The Prague Quadrennial in 2019 is inspired by the sculpture visible at the top of the National Theatre, the Golden Triga. It illustrates three forces that come together to move the chariot of Nike, goddess of victory. The symbolism is that performance happens as an act of collaboration. When individuals combine their talents, they create something larger than any one person could working alone. The theme for the Prague Quadrennial this year explains that the three horses represent the three stages of human life: “youth’s wild instinct and intuition, the experience of adulthood, and the wisdom of age.” The PQ is applying these in 2019 as Imagination, Transformation, Memory.

I first learned about the Laterna magika when I was eighteen, just wading into scenography for the first time. “Magician’s Lantern” is generally considered to be the first multimedia theatre in the world.
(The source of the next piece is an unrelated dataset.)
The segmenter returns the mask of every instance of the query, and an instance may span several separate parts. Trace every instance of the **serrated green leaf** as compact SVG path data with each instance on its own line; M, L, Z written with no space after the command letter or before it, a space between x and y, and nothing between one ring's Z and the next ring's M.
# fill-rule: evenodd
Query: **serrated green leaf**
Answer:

It was founded as part of the 1958 Brussels Expo, and kept going, They were pushing the boundaries of illusion and multimedia decades ahead of most of the world. Laterna magika blends genres, including dance, ballet, and mime, with black light theatre and other forms of multimedia. They embrace original works created just for the company, rather than ready-made, scripted pieces. One of the original, fundamental principals was the integration of film projection with live performance. This has evolved steadily into hybrids of newer technologies including digital projection.

The art and performing arts culture in Prague is as powerful and vibrant as those found in cities such as London or New York, but in what I can only describe as a much more accessible manner. In Prague, there is a common-man, whimsical quality about the arts. The culture feels less urgent, and less competitive than it might elsewhere.
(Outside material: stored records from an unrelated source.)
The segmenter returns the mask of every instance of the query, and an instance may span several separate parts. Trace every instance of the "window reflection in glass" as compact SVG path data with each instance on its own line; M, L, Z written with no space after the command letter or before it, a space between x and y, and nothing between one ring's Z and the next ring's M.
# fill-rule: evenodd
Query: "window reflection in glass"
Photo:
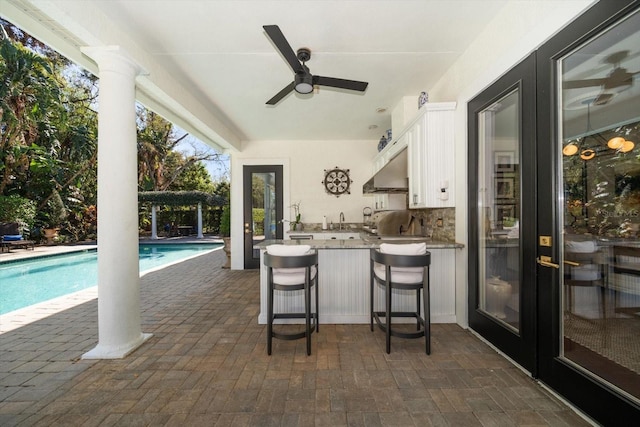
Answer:
M563 354L640 398L640 14L559 63Z

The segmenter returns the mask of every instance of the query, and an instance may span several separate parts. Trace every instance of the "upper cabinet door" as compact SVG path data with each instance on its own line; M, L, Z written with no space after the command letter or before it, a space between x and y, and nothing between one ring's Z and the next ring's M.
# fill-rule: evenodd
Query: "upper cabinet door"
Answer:
M409 207L455 206L454 102L425 104L409 135Z

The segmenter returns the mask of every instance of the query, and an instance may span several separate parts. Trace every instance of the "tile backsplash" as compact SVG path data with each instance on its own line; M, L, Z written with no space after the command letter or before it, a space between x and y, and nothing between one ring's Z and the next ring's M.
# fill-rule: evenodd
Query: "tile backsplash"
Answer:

This interior shot of the theatre is not mine; it is shared courtesy of Jorge Royan, Wikimedia Commons: © Jorge Royan /

I have pursued multimedia solutions for performance for about twenty-seven years. I have drawn inspiration from the Laterna magika for my own work because that company, more than any other, demonstrates that illusions and magic with light do not depend upon the technology that you have access to. They are not dependent upon how many pixels you have in your LED displays or upon the contrast ratio of your laser projectors. They depend only on what your vision is, and that you have enough passion for that vision to make it work using whatever tools you have on hand.

I have also worked in my community to raise support for the arts and performing arts for much of my adult life. I draw inspiration from the people of this part of the world as proof that human beings want art. It needs to be accessible, and it needs to speak to them, as an audience – not to someone else. Human beings want it every bit as much as they want football, motor speedways, restaurants, and bars. So long as it is accessible and delivers something that is important to them, they will find a way to make it happen.